Predigt zu Hebräer 11, 8-10
12. März 2017
Lukaskirche Leonding
Durch den Glauben wurde Abraham gehorsam, als er berufen wurde, an einen Ort zu ziehen, den er erben sollte; und er zog aus und wusste nicht, wo er hinkäme. Durch den Glauben ist er ein Fremdling gewesen im Land der Verheißung wie in einem fremden Land und wohnte in Zelten mit Isaak und Jakob, den Miterben derselben Verheißung. Denn er wartete auf die Stadt, die einen festen Grund hat, deren Baumeister und Schöpfer Gott ist.
Liebe Gemeinde,
wissen Sie, was die Zukunft bringt? Haben wir Wirtschaftskrisen, Kriege und Umweltkatastrophen zu erwarten, oder dürfen wir uns auf Frieden, gesunde Luft und eine blühende Wirtschaft freuen? Müssen wir mit Arbeitslosigkeit, Krankheit und Einsamkeit rechnen, oder können wir auf sinnvolle Arbeit, Freunde und ein gesundes Leben bis ins hohe Alter zählen?
Wer von uns weiß schon, was die Zukunft bringt – für jede einzelne von uns, für die Gesellschaft, ja für die ganze Menschheit? Jede Entscheidung, die wir treffen, beruht auf Annahmen, Vermutungen, Hoffnungen. Zukunft ist immer offen und von Unsicherheit geprägt. Egal, ob wir uns für eine Ausbildung, eine Beziehung oder einen neuen Job entscheiden – das Scheitern ist immer eine Möglichkeit.
Unsicherheit ist geradezu eine Grundbedingung unseres Menschseins. Wie oft durchkreuzen Zufälle unsere Pläne, erweisen sich felsenfeste Gewissheiten als tragischer Irrtum. Immer wieder finden wir uns an einem neuen Anfang und fragen uns: Was wird der nächste Schritt wohl bringen?
Auch von Abraham heißt es: „Er wusste nicht, wo er hinkäme.“
Wenn wir doch den Mut hätten, etwas Neues zu versuchen!
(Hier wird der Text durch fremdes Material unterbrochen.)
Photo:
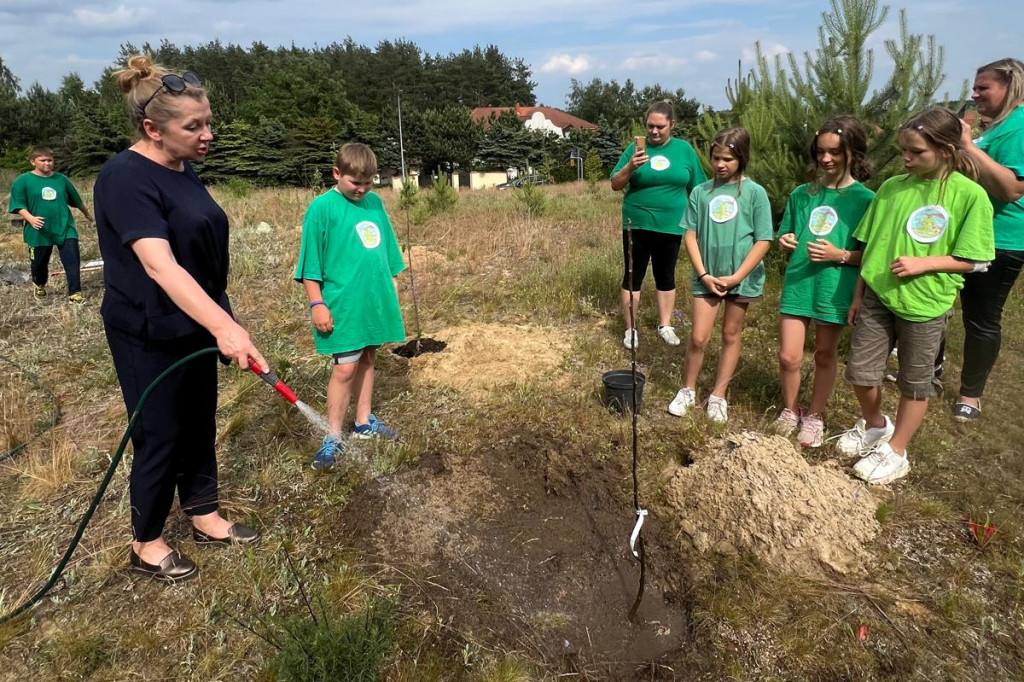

Vielleicht kennen Sie die Fernsehsendung „Deutschland wandert aus“ oder „Goodbye Deutschland“. Wäre das nicht was für Sie? Weg aus Österreich, weg aus dem immer gleichen Trott, aus all den Problemen und Beschränkungen, die unser Leben Tag für Tag bestimmen? Ein neuer Anfang in Kanada oder Australien. Ein neuer Beruf, mehr Freiheit, mehr Chancen. Oder zumindest weg von hier, in eine andere Stadt, in einen anderen Job, in eine andere Beziehung. Aber wird dann alles besser?
Da sind sie wieder – der Zweifel, die Unsicherheit, die Angst und die Mutlosigkeit. Jede von Ihnen, jeder von uns hat wohl schon einmal von einem neuen Aufbruch geträumt, hat sich das Leben anderswo schöner, besser, einfacher ausgemalt. Und es gibt sie wirklich: die Menschen, die ihre Heimat verlassen und anderswo ihr Glück versuchen.
Auch bei uns trifft man sie immer öfter. Menschen aus Ungarn, Rumänien, der Slovakei. Sie kommen als Krankenschwestern, Ärzte, Bauarbeiter. Sie arbeiten als Paketdienstfahrer, Putzfrauen und Rechtsanwältinnen. Die meisten von Ihnen verlassen ihre Heimat nicht freiwillig. Sie fliehen vor Arbeitslosigkeit und schlechter Bezahlung, versuchen durch Arbeit im Westen den Lebensunterhalt für sich und ihre Familien zu verdienen. Wieviel Mut und Verzweiflung, wieviel Aussichtslosigkeit und Hoffnung braucht es, um aufzubrechen in ein fremdes Land?
Auch von Abraham lesen wir: „Er wanderte aus.“
Es ist nicht alles Gold, was glänzt. Diese bittere Wahrheit mussten schon viele erfahren, die von den Kirschen in Nachbars Garten geträumt haben. Auch die Kirschen in Nachbars Garten haben Würmer, und die Schönen und Reifen isst der Nachbar am Liebsten selber. Wir erleben das in Europa, in Österreich, in Oberösterreich gerade hautnah. Neben viel Solidarität und Hilfsbereitschaft gegenüber Menschen, die zu uns kommen, weil es ihnen zuhause schlecht ergeht, erleben wir auch Neid, Missgunst, Hass, Ablehnung. Neben viel Menschlichkeit und Menschenfreundlichkeit erleben wir auch Grausamkeit und Gewalt gegenüber Fremden.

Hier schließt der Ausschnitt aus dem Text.